Okullarda, sinema filmlerinde, hikaye ve romanlarda hatta efsanelerde kendi öz tarihini işlerler. Bu, toplumda kendi öz tarih bilincini oluşturup toplumun geçmişinden kopmamasını sağlama amaçlıdır.

Ayrıca, geçmişle geleceği harmanlayıp sunmaktır. Bir çocuğun: " benim atalarım ne güzel şeyler yapmış." diyebilmesi o çocuk için ayrı bir onur kaynağıdır...

MEB, yeni eğitim sisteminde buna yönelik bir çalışma yapması gerekirken, yakın tarihi zorunlu kılıp, Osmanlı tarihini seçmeli ders yapması, 700 yıllık bir geçmişi önemsememektir. Kendi öz tarihini hafife almaktır! 

Cumhuriyet dönemi tarihi elbette ki çok önemlidir. Herkeste neyin nasıl kazanıldığını çok iyi bilmesi gerekir. Bunda kimsenin bir itirazı olduğunu veya olacağını sanmıyorum. 

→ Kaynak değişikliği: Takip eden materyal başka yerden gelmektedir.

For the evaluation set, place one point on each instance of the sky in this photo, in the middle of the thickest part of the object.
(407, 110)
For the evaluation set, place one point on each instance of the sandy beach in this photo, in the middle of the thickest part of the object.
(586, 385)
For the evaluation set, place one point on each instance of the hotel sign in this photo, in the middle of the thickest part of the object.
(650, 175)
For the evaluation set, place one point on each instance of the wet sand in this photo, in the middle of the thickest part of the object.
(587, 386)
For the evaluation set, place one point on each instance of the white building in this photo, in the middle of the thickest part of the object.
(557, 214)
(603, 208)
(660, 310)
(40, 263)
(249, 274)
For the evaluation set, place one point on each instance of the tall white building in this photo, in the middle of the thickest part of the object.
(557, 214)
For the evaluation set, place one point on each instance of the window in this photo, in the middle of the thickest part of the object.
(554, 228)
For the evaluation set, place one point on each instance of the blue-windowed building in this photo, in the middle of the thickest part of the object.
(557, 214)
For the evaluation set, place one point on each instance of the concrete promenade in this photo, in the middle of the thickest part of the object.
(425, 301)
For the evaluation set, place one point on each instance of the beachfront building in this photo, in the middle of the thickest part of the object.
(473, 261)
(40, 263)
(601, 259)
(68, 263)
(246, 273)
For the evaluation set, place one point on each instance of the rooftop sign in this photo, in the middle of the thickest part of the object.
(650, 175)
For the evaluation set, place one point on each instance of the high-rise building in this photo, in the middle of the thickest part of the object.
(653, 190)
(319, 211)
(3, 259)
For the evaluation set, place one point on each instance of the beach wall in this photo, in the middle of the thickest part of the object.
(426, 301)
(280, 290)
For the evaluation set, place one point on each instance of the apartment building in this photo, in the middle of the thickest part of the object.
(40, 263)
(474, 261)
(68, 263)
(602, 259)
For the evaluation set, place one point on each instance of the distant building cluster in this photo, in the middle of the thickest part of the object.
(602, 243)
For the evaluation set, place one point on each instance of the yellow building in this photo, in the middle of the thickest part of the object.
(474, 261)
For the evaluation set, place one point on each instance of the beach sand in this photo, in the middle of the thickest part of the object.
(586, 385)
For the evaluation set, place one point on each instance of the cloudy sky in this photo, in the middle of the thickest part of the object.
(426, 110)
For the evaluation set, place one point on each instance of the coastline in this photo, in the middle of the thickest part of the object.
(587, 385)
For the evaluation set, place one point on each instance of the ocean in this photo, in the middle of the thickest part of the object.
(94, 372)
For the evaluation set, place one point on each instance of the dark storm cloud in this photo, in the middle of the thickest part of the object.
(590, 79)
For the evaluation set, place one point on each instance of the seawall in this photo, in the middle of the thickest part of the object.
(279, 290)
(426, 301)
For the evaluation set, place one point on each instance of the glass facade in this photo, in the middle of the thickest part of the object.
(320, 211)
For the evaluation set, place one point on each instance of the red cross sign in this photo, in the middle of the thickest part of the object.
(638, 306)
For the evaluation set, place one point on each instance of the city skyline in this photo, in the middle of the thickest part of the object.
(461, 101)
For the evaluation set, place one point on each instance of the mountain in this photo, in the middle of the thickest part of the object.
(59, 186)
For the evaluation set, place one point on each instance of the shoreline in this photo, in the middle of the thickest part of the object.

Asıl mesele, dünya tarihinde 700 yıl hakimiyet süren büyük bir tarihin ders olarak zorunlu değil, seçmeli olmasıdır. Türkiye, dünyada bir değer olarak görülüyorsa ve her zaman çekinilen bir güç konumundaysa bu, sadece yakın tarihinin elde ettiği başarılarla açıklayamayız. Bunda geçmişin büyük payı olduğunu düşünüyorum. 

MEB'in bu sorunu bir şekilde çözmesi gerektiğini düşünüyorum. Yoksa geçmişinden bihaber bir gençlik yetişir.